Kekuatan Minimalisme: Kisah Seorang Wanita

Ada banyak cerita tentang bagaimana seseorang yang tidak membutuhkan apa pun, yang membeli barang, pakaian, peralatan, mobil, dll., tiba-tiba berhenti melakukan ini dan menolak konsumerisme, lebih memilih minimalis. Itu datang melalui pemahaman bahwa hal-hal yang kita beli bukanlah kita.

“Saya tidak bisa sepenuhnya menjelaskan mengapa semakin sedikit yang saya miliki, semakin saya merasa utuh. Saya ingat tiga hari di Boyd Pond, mengumpulkan cukup untuk satu keluarga beranggotakan enam orang. Dan perjalanan solo pertama ke barat, tas saya penuh dengan buku dan sulaman serta kain perca yang belum pernah saya sentuh.

Saya suka membeli pakaian dari Goodwill dan mengembalikannya ketika saya tidak lagi merasakannya di tubuh saya. Saya membeli buku dari toko lokal kami dan kemudian mendaur ulangnya menjadi sesuatu yang lain. Rumah saya penuh dengan karya seni, bulu, dan batu, tetapi sebagian besar perabotan sudah ada di sana ketika saya menyewanya: dua laci compang-camping, lemari dapur pinus basah, dan selusin rak yang terbuat dari peti susu dan kayu tua. Satu-satunya hal yang tersisa dari hidupku di Timur adalah meja troli dan kursi perpustakaan bekas yang diberikan Nicholas, mantan kekasihku, untuk ulang tahunku yang ke-39. 

Truk saya berumur 12 tahun. Ini memiliki empat silinder. Ada perjalanan ke kasino ketika saya meningkatkan kecepatan menjadi 85 mil per jam. Saya bepergian ke seluruh negeri dengan sekotak makanan, kompor, dan ransel penuh pakaian. Semua ini bukan karena keyakinan politik.
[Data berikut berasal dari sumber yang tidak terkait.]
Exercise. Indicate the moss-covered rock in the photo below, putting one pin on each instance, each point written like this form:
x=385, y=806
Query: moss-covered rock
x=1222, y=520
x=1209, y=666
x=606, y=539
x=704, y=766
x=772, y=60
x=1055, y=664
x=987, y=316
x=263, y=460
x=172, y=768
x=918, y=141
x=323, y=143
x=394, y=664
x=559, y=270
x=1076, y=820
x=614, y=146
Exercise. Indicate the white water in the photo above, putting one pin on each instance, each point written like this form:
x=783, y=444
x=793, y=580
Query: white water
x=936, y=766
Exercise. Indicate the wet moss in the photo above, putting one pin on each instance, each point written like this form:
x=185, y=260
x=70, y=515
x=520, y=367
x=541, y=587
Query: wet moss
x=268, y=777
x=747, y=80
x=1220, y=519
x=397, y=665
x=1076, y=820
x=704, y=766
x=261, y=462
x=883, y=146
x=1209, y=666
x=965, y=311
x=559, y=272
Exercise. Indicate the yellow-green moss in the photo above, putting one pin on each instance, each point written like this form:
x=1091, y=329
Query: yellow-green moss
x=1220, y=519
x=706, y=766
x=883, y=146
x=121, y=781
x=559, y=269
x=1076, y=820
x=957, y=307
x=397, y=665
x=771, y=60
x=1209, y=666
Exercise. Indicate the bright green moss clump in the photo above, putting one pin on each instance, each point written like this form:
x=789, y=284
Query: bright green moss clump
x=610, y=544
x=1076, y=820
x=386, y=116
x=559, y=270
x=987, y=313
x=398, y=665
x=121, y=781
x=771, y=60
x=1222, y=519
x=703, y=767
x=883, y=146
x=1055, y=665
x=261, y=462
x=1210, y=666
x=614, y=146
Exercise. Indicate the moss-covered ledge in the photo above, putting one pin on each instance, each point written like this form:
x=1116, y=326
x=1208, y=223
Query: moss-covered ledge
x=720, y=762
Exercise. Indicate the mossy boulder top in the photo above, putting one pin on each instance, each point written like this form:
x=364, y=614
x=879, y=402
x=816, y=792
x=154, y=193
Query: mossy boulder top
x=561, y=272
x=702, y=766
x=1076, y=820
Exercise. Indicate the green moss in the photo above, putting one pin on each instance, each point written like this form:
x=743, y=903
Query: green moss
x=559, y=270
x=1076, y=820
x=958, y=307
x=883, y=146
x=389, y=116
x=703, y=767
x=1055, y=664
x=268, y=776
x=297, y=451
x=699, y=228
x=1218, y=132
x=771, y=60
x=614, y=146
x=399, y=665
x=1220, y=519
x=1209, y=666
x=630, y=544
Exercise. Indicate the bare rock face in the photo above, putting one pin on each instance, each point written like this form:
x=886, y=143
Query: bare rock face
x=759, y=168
Semua karena itu membawa saya sukacita, sukacita misterius dan biasa.

Aneh mengingat tahun-tahun ketika katalog pesanan melalui pos memenuhi meja dapur, ketika seorang teman Pantai Timur memberi saya tas kanvas dengan logo "Saat keadaan menjadi sulit, barang pergi berbelanja." Sebagian besar kaos seharga $40 dan cetakan museum, serta peralatan berkebun berteknologi tinggi yang tidak pernah saya gunakan, hilang, disumbangkan atau disumbangkan ke Goodwill. Tak satu pun dari mereka memberi saya bahkan setengah kesenangan dari ketidakhadiran mereka.

Saya beruntung. Burung liar membawa saya ke jackpot ini. Suatu malam di bulan Agustus belasan tahun yang lalu, sebuah kedipan kecil berwarna oranye memasuki rumah saya. Saya mencoba menangkapnya. Burung itu menghilang di balik kompor, di luar jangkauanku. Kucing-kucing berkumpul di dapur. Aku memukul kompor. Burung itu terdiam. Saya tidak punya pilihan selain membiarkannya.

Aku kembali ke tempat tidur dan mencoba untuk tidur. Ada keheningan di dapur. Satu per satu, kucing-kucing itu meringkuk di sekitarku. Saya melihat bagaimana kegelapan di jendela mulai memudar, dan saya tertidur.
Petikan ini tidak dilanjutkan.